"Uh, not to worry but—" Chris started.
"Ya?"
"I'd feel better if you don't get too close to Daisy. She was acting pretty wild earlier, almost lashed out at Hannah."
He glanced back at Hannah and gave her a slight smile."Not that Daisy wanted to hurt her, but she isn't feeling well."
"Is there something else you can sit on—" he began and then he spotted an old beat-up chair in the corner of the barn.He dragged it over.
Phoebe had been sitting on a bale of hay. She started to get to her feet and her movements were so stiff and jerky Chris that reacted immediately, taking her arm and helping her up.
"Old bones," she said self-deprecatingly. "Danki."
"My pleasure, ma'am."
Hannah saw her frown and she thought about how much harder it seemed to be for the older woman to get around these days. She wondered, as she had several times recently, if she should try seriously broaching the subject of their moving Phoebe's things to a first-floor bedroom again. Phoebe was looking so tired and pale now.
Distracted, Hannah looked at Chris when she realized that he was saying something to her. "I'm sorry, what did you say?"
"I'm going back to work. Yell if you need anything. I'll check in later."
She nodded. "Danki."
Once she saw that Phoebe was safely settled, Hannah hurried back to the kitchen. As quickly as she could, she finished up the canning, lined up her day's work on the counter, and turned to prepare supper. The sooner she got Phoebe to come in and eat, the sooner she'd get her to rest.
Daisy had to get better. She just had to.
Chris stood under the shower and let the water beat on his sore back.
Farming the Amish way was definitely harder work. But in some strange way, it was more satisfying. He shook his head at that, scattering droplets of water. Funny thought. He loved technology—or so he'd thought.
But the fact was, he hadn't really missed anything from his modern world so far. Well, maybe television, just a little. After all, he'd watched a lot of it at the hospital. What else could you do when patients came and went; it had been hard to make friends and keep them.
Except for the long-termers—the patients who were there for an extended time recovering from serious conditions and doing physical therapy. Trouble was, sometimes it made it seem like you'd been there even longer when you heard them say something about their length of stay. Keeping spirits up became a daily struggle.
He saw a smaller circle of people here in Paradise. Funny, he'd used the word circle. But that's what it seemed like, a circle. People were closely bound here, eager to help with the harvest—the way his men had bonded over a task.
Well, except for one. One man had never seemed part of them, and he'd ended up bringing them all down.
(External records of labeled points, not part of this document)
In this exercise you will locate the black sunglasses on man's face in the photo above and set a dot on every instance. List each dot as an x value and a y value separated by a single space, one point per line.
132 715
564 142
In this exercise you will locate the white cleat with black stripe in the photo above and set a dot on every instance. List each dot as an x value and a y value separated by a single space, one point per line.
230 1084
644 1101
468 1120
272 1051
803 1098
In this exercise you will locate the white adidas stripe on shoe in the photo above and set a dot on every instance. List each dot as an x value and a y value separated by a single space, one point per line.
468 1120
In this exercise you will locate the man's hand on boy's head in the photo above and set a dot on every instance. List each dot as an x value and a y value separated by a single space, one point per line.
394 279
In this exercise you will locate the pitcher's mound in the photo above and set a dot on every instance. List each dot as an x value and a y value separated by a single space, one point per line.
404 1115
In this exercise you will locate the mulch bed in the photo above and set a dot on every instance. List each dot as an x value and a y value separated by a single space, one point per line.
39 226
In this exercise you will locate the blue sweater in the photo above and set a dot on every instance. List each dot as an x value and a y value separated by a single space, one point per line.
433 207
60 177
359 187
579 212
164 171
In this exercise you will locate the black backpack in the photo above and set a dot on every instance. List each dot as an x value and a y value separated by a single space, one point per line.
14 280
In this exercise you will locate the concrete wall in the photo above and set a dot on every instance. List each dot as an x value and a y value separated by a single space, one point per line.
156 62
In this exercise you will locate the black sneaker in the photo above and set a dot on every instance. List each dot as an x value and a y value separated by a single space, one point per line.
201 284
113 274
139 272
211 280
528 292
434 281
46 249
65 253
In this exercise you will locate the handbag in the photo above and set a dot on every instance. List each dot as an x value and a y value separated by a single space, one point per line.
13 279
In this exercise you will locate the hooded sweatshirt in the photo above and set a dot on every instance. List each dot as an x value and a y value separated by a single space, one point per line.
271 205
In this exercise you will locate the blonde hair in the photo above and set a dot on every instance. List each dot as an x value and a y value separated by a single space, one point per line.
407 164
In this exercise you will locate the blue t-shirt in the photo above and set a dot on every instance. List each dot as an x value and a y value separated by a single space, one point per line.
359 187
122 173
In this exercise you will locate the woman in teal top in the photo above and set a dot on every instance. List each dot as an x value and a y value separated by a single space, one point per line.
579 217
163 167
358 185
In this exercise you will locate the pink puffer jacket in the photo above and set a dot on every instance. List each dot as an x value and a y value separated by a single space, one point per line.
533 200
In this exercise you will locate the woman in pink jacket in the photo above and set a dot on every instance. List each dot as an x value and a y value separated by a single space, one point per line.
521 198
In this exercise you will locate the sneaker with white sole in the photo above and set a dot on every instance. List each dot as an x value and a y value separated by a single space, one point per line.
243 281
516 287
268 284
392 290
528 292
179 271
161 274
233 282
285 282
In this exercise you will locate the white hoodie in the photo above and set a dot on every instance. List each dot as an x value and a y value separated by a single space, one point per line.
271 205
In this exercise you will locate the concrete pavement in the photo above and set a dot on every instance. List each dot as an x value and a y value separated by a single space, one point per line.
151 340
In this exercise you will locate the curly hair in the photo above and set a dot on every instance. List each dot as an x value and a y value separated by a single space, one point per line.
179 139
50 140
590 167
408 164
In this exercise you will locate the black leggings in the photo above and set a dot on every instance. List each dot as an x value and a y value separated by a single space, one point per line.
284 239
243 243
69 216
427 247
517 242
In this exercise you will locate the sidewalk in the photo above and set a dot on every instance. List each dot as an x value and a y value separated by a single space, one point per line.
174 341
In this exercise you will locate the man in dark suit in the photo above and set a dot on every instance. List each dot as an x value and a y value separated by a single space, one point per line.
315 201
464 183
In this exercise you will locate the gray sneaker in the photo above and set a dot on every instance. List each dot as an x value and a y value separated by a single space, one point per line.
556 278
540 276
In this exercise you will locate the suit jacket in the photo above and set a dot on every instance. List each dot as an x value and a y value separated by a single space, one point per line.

Chris turned off the shower, toweled dry, and dressed. He kept a close eye on the time. It wouldn't do to be late for supper.Jenny ran a tight ship with the meal on the table, dishes washed, and children in bed by a certain time. Bedtime came early here.
He made it to the table with time to spare, his offer of help turned down, as usual. They treated him like family, but he was still a guest who wasn't supposed to set the table or wash the dishes.
Supper was a noisy gathering of the children sharing events of their day, what Chris had always thought of as "chowing down" on big bowls and platters of home-cooked and homegrown food, and then good coffee and conversation with adults afterward.
Chris stood on the porch of the dawdi haus later, watching the sun set over fields that were nearly harvested. His time here was coming to an end, and he was strangely reluctant to leave. Somehow it felt more like home than home had felt when he was there after being in the hospital.
He didn't mind the early bedtime here. It was enjoyable to lie on the big soft mattress, under sheets and a quilt that smelled of the sun, and read a book by the gentle glow of the battery lantern. Sometimes he read the Bible, sometimes the library book or a farming book Matthew loaned him. The window was always cracked open to let in the breeze and nature's music instead of the radio or recorded music he'd always listened to in the evenings.
A sense of peace, something he'd craved with an urgency akin to the worst hunger he'd ever experienced, had begun to steal over him. He was healing here in a way that didn't happen in a hospital. His restlessness and inner conflict was fading.
Except for the inner conflict he felt whenever he thought about the woman who lived next door.
He got up and looked out the window. There was a gentle glow of a lantern in the barn. Someone was obviously up with Daisy. He thought about how he'd promised Hannah that he'd look in later, but had decided against it when Matthew said he'd check in on her.